Dann eine weitere Fahrt. Vorbei an grünen Wiesen und Weiden, an Wäldern, Mooren und Bergen. Als eine Stadt kam, hatte Ruth mich wieder in Schlaf versetzt. Ihr Gift war um vieles wirksamer als alles, was ich aus dem Meer kannte. Es hüllte meine Sinne innerhalb kürzester Zeit in Schwärze und ließ die Welt in gnädige Ferne rücken. Oder es hielt mich wach, nahm mir aber den Willen.
Zu wissen, hier gefangen zu sein, fern von Mari, die vielleicht längst tot oder in Raers Fängen war, schmerzte unerträglich. Und doch atmete ich weiter. Mein Herz schlug, mein Brustkorb hob und senkte sich stur. Ich fühlte mich schwach, aber nicht so schwach, wie es hätte sein müssen.
Im Hintergrund saß Aaron an einem Computer.
Ich roch seine Angst. Das Tier in mir reagierte auf diese Schwäche mit Aggression. Wieder startete ich einen sinnlosen Angriff gegen die Fesseln. Ich zog, zerrte und rüttelte, bis jede Kraft aus meinen Muskeln wich und ich schlaff auf das Bett zurückfiel.

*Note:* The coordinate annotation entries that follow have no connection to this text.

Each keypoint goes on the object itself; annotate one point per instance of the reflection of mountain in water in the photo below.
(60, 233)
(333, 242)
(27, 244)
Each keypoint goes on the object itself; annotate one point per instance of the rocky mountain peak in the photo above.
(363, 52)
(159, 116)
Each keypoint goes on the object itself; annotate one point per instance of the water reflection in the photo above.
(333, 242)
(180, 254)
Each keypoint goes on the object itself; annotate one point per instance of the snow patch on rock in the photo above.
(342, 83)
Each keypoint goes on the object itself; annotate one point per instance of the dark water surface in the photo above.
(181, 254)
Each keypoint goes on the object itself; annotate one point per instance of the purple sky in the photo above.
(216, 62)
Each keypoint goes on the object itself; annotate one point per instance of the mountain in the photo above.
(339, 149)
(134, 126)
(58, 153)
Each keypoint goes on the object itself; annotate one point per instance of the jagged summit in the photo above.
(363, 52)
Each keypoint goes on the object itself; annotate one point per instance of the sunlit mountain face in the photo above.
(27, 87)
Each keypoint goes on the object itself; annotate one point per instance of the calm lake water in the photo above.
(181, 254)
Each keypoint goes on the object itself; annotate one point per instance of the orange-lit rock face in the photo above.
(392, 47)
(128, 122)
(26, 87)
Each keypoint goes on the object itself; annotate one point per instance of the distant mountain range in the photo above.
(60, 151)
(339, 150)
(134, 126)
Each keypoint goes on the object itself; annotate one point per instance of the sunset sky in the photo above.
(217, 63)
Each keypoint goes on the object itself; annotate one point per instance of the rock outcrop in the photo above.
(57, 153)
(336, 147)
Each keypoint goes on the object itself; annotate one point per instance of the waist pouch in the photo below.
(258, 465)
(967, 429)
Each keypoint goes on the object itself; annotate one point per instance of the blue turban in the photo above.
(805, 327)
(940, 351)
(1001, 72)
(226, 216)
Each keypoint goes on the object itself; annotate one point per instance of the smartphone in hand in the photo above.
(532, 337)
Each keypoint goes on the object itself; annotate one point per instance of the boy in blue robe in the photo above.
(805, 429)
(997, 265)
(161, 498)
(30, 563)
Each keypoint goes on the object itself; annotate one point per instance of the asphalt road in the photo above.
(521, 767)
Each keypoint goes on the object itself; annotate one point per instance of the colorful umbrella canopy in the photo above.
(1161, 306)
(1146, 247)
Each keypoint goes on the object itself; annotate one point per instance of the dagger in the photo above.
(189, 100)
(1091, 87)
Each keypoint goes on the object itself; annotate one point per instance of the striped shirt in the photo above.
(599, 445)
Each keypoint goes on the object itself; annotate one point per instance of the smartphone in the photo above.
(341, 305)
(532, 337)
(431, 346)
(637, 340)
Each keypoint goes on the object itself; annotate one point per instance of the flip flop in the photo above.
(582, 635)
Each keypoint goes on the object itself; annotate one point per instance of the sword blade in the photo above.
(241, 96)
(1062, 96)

Ruth gab einen leisen Singsang von sich, als fände sie Gefallen an meiner Verzweiflung. Mit vergnügter Miene holte sie ein zweites weißes Laken und legte es über meine Hüfte. Wie eine kühle Wolke senkte sich der Stoff auf meine Haut.
„Ich muss mich konzentrieren können“, sagte sie. „So gelingt mir das besser. Ich weiß, das gefällt dir alles nicht, aber wir drei arbeiten auf ein hohes Ziel hin. Wissen und Unsterblichkeit. Deswegen müssen wir zusammenhalten.“
Sie hantierte an einer Maschine herum, die links neben dem Bett stand. Dann hob sie etwas, das wie ein durchsichtiger Krebspanzer aussah, und legte es mir über Mund und Nase. Ein leises Zischen, ein ekelhafter Geruch. Dann das Gefühl, als finge das Zimmer an, sich zu drehen.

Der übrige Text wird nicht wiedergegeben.